NEW YORK — Big consumer brands generally try to avoid politics. Starbucks might not have a choice.

With Howard Schultz, who built Starbucks Corp. into a global brand, considering an independent run for the White House, the world’s largest coffee chain could get pulled into the contentious politics of a presidential election. And while it’s toed a political line in the past with public stances on hot-button issues, a Schultz run could take that to a whole new level – perhaps to the detriment of the chain’s U.S. growth plans.

Starbucks declined to comment on a potential run by Schultz, who retired as chairman last summer but remains a large shareholder and the best known face of the brand.
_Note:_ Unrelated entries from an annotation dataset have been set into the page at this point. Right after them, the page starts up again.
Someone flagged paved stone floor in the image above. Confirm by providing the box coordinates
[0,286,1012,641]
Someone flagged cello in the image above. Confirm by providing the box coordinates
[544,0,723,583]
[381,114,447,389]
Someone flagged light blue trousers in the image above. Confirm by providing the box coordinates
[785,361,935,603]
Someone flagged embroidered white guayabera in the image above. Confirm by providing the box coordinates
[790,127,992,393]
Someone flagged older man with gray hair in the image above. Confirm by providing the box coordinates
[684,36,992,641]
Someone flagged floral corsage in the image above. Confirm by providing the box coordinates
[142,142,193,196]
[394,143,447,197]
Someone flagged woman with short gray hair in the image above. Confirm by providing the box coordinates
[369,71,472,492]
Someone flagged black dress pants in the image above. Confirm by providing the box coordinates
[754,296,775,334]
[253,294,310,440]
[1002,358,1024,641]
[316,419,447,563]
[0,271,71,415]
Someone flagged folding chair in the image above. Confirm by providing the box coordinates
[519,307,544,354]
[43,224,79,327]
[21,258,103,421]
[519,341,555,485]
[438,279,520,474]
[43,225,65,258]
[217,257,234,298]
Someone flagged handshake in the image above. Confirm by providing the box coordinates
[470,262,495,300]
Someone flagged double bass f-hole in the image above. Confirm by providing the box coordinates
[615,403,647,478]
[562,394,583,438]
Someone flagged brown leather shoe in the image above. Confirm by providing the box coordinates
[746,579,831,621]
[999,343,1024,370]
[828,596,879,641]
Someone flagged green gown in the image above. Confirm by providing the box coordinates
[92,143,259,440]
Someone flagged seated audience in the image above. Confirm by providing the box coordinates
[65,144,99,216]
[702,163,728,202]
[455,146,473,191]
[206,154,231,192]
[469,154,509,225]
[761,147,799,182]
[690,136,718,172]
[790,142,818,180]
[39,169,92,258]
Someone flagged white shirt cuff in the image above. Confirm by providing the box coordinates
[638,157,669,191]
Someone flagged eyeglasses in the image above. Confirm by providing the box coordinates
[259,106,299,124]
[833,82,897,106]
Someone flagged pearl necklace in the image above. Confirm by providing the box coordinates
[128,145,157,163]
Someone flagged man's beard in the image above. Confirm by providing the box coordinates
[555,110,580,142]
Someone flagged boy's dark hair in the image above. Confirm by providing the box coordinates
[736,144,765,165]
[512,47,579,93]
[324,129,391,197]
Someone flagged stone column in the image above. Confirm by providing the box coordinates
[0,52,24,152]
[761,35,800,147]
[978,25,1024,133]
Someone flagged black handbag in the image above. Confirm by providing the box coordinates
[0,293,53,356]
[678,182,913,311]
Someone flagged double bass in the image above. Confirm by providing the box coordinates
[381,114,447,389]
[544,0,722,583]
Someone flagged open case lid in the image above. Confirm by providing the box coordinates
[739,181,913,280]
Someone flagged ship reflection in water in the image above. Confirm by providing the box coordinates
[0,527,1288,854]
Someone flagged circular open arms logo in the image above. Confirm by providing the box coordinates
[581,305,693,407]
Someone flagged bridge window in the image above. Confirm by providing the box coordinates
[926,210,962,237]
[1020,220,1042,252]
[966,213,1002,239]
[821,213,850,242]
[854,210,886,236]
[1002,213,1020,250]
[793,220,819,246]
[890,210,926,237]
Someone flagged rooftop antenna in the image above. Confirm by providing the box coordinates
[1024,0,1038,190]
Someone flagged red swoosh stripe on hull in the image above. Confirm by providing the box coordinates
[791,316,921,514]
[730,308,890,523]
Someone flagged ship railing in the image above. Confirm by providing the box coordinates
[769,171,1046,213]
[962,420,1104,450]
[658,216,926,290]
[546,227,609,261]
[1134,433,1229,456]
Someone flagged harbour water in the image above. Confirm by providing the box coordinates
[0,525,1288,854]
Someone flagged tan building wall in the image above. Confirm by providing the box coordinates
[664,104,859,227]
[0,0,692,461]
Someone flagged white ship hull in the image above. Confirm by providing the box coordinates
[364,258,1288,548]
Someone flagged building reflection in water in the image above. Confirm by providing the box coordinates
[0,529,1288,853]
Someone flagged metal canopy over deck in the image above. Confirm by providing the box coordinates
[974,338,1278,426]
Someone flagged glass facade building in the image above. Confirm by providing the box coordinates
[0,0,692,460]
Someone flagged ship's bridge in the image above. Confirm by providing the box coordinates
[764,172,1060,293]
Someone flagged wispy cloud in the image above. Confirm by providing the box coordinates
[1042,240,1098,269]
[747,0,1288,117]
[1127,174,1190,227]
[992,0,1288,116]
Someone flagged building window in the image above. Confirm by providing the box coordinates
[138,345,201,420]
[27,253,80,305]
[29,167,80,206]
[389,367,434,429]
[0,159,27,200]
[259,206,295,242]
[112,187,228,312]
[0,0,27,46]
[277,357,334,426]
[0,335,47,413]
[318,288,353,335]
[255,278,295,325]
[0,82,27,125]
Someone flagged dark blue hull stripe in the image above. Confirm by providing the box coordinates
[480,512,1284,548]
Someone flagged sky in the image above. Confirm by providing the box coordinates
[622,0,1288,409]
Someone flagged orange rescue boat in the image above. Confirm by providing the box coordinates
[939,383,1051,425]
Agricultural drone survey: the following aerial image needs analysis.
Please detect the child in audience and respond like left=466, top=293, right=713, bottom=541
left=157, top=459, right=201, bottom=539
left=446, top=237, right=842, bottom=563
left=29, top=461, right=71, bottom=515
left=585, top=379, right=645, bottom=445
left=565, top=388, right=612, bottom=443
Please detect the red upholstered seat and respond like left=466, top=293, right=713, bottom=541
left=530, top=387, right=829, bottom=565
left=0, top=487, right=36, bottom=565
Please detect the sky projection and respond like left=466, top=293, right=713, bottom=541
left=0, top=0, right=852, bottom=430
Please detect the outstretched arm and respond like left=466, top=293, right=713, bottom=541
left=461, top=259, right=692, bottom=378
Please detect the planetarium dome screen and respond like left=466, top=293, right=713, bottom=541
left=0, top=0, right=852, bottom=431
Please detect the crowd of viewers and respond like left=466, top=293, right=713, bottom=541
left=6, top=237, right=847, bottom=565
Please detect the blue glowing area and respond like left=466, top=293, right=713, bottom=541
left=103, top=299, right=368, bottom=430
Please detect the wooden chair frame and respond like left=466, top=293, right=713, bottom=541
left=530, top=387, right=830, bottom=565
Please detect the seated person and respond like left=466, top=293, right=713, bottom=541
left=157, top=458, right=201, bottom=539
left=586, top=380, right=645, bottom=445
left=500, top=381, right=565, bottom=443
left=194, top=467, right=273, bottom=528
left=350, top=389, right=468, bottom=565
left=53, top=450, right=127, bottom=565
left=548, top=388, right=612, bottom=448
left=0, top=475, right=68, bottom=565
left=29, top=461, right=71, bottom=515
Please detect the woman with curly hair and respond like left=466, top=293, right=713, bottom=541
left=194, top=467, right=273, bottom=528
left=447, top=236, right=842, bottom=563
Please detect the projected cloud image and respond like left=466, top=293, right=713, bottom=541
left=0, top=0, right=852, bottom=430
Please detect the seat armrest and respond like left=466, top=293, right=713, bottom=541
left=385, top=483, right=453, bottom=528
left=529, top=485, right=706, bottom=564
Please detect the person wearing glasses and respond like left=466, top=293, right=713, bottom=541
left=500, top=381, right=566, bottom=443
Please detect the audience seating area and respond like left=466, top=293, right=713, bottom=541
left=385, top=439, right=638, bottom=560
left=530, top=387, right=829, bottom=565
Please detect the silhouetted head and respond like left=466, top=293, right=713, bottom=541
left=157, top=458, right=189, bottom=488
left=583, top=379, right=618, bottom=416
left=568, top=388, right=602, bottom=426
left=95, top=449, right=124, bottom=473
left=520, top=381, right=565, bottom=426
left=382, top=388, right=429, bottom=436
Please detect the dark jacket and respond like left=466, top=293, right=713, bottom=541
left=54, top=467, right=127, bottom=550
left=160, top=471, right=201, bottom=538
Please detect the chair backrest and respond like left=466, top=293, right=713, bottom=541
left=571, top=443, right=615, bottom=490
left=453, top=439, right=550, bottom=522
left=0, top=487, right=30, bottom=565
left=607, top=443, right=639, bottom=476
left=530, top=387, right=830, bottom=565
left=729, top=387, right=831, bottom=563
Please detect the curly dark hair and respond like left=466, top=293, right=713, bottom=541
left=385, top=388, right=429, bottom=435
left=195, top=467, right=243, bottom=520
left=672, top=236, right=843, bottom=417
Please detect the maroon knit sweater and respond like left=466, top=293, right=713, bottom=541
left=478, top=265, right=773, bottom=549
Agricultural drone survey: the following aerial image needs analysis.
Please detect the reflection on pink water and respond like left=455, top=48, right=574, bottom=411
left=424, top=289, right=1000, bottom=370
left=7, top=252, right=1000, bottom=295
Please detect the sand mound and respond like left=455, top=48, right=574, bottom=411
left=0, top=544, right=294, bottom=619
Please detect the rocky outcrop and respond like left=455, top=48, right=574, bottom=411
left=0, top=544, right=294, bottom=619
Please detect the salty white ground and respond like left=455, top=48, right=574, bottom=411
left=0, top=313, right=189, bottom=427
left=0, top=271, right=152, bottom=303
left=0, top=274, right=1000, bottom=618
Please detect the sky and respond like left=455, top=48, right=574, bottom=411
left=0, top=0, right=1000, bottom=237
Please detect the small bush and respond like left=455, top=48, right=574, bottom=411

“They’re being dragged into this – it’s very volatile for the brand,” said Allen Adamson, an independent branding expert. “They’ve been flirting with going beyond serving coffee, but Schultz stepping into the campaign really escalates it.”

Starbucks has nearly 15,000 U.S. stores, including locations in every one of the 50 states. Right now, it’s more ubiquitous in urban and suburban coastal markets that tend to skew Democratic, but it’s targeting an expansion in the Midwest and Sun Belt for the next wave of growth.

In those markets, including many states that voted for President Trump, an independent political campaign could serve to introduce customers to the liberal-leaning politics of Starbucks.